Desde
la mesa donde está sentada, lo ve a él. Completo. Y sabe que si inclina apenas
un poco su cuerpo hacia adelante y deja que su figura aparezca en la ventana, él, que está en el bar
de enfrente, podría quizás también verla.
Ella
piensa en todo lo que podría pasar si él
la viese.
Podrían
pasar varias cosas. Todas malas.
El
podría por ejemplo mirarla y seguir conversando con el par de amigos con los que
está tomando café.
También
podría mirarla y levantar la mano. Saludar
a distancia.
O
podría acaso verla y hacerse cargo de ese encuentro azaroso. Cruzar la calle
hasta el bar donde ella está en este momento. Acercarse a su mesa, darle un beso
e incluso sentarse un rato a charlar con ella.
Si
esto ocurriese, ella tendría que tolerar
primero ese beso. Y después, tendría que hablar, articular una palabra al menos.
Y
no sabe si la voz le saldría clara, si podría decir algo coherente.
Y
sobre todo no sabe si su voz estaría bajo su control, o si por el contrario empezaría
a decir cosas por su cuenta. Si no largaría complicadas frases, reproches o
simplemente aquella pregunta que desde hace meses la persigue como un zumbido: ¿qué
queda de lo que vivimos?
Y
una vez lanzada la pregunta, ya no habría marcha atrás.
Por
eso es prudente. Y no tira el cuerpo hacia adelante. En cuanto lo vio, se quedó
agazapada, se pegó a la pared. Encontró un ángulo que le permite una visión oblicua, algo distorsionada
de él. Lo estudia con avidez. Registra
sus gestos, los cambios en la cara y en el
cuerpo.
El
café se enfría, porque la taza está fuera del radio que la protege de la mirada
de él.
Respira
agitada, siente una leve náusea cuando recuerda. Intenta relajarse. No lo logra. Se percibe a sí misma como una
casa abandonada. Sacude su cabeza y la imagen se disuelve. Y otra vez se ve a
sí misma sentada en el bar con su cabeza pegada a la pared, espiando por la
ventana hacia el bar de enfrente, en cuyas mesas ubicadas en la vereda, se encuentra él, a quien no ve
desde hace diez años.
Tiene
ganas de fumar. Pero sabe que bajo estas circunstancias es imposible salir a
fumar a la calle.
Igual
toma sus Camel y saca un cigarrillo. Juega con él girándolo
entre dos dedos, escucha lejano el suave
crujido del tabaco. También se lo apoya apenas sobre los labios. Tira un poco
la silla hacia atrás para estar más protegida.
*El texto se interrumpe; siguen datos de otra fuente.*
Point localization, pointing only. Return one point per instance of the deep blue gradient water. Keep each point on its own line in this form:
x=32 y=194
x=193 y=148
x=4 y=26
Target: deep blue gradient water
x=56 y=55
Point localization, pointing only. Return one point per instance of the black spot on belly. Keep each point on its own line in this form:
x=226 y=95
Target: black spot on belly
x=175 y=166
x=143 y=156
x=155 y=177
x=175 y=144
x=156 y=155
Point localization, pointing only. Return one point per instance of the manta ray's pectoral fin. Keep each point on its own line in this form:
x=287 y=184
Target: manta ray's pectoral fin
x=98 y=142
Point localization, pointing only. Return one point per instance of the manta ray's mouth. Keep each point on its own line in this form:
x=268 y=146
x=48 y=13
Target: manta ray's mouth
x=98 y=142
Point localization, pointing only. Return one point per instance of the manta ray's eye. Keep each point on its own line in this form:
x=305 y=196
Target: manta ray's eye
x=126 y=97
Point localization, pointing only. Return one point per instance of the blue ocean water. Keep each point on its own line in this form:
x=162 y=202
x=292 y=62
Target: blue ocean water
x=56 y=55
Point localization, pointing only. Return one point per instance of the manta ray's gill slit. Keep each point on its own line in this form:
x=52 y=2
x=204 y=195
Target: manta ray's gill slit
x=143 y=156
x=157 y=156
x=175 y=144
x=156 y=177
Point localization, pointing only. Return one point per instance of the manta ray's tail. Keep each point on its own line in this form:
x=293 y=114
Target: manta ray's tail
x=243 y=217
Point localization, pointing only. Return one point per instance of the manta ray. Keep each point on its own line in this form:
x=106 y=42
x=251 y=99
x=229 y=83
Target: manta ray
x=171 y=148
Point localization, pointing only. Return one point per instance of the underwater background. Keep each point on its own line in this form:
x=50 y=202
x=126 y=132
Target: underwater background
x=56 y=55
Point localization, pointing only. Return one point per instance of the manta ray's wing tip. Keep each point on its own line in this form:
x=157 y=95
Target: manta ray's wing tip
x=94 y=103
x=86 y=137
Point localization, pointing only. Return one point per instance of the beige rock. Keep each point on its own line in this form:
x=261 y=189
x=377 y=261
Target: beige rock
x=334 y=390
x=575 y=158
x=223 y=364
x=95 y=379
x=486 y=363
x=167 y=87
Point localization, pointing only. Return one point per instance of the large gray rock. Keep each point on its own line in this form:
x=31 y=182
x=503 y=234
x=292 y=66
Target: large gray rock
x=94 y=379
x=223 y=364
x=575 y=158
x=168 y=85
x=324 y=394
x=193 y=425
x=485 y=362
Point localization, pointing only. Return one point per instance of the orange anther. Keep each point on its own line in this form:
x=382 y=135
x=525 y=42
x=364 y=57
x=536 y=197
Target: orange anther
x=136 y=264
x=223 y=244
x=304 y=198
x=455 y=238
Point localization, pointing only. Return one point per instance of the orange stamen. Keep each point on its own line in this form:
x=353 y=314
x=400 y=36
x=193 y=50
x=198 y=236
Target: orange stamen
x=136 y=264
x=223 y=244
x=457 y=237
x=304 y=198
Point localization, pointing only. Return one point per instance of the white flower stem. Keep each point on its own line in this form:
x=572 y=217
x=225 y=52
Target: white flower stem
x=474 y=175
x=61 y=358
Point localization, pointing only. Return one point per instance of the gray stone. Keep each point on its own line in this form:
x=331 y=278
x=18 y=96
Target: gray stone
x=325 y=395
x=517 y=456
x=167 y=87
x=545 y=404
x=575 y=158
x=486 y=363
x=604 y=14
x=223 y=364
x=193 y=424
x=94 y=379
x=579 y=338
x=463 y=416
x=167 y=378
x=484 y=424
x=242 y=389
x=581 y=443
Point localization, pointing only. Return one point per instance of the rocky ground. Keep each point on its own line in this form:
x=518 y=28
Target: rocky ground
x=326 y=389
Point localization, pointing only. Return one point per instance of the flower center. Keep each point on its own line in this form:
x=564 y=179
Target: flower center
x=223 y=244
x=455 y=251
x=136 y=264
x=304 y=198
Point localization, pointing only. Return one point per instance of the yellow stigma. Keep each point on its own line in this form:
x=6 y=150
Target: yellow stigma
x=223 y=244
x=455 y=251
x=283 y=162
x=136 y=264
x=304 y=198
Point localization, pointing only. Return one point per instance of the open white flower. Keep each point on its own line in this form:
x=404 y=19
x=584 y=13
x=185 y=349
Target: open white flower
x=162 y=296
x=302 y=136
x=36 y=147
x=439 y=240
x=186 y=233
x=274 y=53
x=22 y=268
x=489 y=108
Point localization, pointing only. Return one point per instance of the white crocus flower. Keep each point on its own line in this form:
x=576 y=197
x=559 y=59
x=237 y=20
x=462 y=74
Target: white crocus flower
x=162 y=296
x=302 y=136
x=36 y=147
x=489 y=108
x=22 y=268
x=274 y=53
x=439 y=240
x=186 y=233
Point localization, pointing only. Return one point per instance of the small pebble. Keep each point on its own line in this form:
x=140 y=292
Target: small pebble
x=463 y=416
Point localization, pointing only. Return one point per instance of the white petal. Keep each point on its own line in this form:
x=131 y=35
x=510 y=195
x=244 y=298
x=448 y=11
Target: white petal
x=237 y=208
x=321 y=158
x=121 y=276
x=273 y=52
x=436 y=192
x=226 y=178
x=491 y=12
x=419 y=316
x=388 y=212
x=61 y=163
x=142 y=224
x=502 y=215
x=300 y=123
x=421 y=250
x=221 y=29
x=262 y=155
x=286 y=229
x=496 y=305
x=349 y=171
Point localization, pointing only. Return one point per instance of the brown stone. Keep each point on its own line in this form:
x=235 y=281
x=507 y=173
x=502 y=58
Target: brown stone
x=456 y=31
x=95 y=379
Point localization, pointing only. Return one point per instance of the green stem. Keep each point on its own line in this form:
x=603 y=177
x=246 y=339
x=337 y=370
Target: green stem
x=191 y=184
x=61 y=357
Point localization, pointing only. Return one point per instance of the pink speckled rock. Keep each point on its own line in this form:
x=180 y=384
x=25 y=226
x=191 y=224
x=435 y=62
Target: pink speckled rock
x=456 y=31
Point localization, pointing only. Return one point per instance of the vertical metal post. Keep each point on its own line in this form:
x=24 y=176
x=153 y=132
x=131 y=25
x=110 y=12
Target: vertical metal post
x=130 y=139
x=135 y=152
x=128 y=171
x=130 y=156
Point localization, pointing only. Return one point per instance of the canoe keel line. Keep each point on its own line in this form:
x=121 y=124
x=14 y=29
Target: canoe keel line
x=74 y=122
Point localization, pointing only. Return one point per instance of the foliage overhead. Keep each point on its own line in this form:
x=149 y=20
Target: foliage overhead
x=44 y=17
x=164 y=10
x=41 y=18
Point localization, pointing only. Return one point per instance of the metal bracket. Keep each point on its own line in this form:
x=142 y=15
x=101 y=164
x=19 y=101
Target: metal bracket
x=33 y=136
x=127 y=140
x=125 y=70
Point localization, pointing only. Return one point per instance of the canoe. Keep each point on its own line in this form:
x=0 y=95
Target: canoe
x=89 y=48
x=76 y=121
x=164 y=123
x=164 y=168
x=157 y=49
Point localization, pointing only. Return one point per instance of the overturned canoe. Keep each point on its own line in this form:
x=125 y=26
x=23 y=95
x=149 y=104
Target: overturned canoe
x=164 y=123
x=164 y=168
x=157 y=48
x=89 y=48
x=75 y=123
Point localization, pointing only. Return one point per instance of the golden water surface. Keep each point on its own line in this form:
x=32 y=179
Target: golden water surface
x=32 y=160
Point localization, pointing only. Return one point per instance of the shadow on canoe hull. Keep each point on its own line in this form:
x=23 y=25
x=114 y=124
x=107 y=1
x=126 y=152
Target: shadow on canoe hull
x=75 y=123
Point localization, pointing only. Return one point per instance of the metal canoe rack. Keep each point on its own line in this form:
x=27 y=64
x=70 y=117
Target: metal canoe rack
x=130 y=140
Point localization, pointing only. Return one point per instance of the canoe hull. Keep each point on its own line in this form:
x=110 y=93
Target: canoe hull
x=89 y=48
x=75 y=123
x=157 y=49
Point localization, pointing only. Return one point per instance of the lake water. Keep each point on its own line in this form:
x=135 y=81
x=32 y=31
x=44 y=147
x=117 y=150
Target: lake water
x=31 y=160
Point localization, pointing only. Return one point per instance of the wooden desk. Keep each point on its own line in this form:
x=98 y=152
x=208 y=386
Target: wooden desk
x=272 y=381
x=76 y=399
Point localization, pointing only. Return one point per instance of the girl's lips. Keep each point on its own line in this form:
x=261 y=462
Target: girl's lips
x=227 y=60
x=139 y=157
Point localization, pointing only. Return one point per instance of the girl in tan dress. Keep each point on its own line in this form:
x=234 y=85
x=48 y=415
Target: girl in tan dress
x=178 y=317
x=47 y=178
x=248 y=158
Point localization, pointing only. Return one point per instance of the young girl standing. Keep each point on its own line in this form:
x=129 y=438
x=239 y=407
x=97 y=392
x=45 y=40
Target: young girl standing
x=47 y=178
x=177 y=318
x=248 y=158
Observa el paquete y lo inspecciona. Añora el viejo diseño con su
gráfica complicada, barroca. Ahora ya no se pueden ver las figuras ocultas en el
cuerpo del camello.
Lo
mira a él.
El
se muestra suelto, alegre. Él extiende sus brazos hacia arriba, gesticula,
luego pone sus dos manos sobre la nuca y se recuesta en un respaldo
inexistente. El cuerpo tirado hacia atrás, cómodo. Ríe. Y las personas que
están con él también ríen.
Ella
necesita salir. Pero antes tiene que pagar. Pide la cuenta.
Ahora
se pone a buscar la billetera. El apuro hace que descuide sus movimientos.
Deja
dos billetes. Prefiere ser generosa y no esperar el vuelto.
Planea
salir por la otra puerta.
Al
correr la silla tira su cuerpo hacia adelante. Invade ahora parte de la ventana.
No
quiere mirar. No quiere ver si él la está mirando. Se apura, toma la cartera, atraviesa el espacio hacia la puerta lateral, esquiva mesas. Sale.
Comienza
a caminar. Unos pasos. Se detiene, busca sus cigarrillos. Saca uno. Lo prende. Aspira.
Exhala.
Y
escucha la voz de él agitada, muy cerca. A sus espaldas.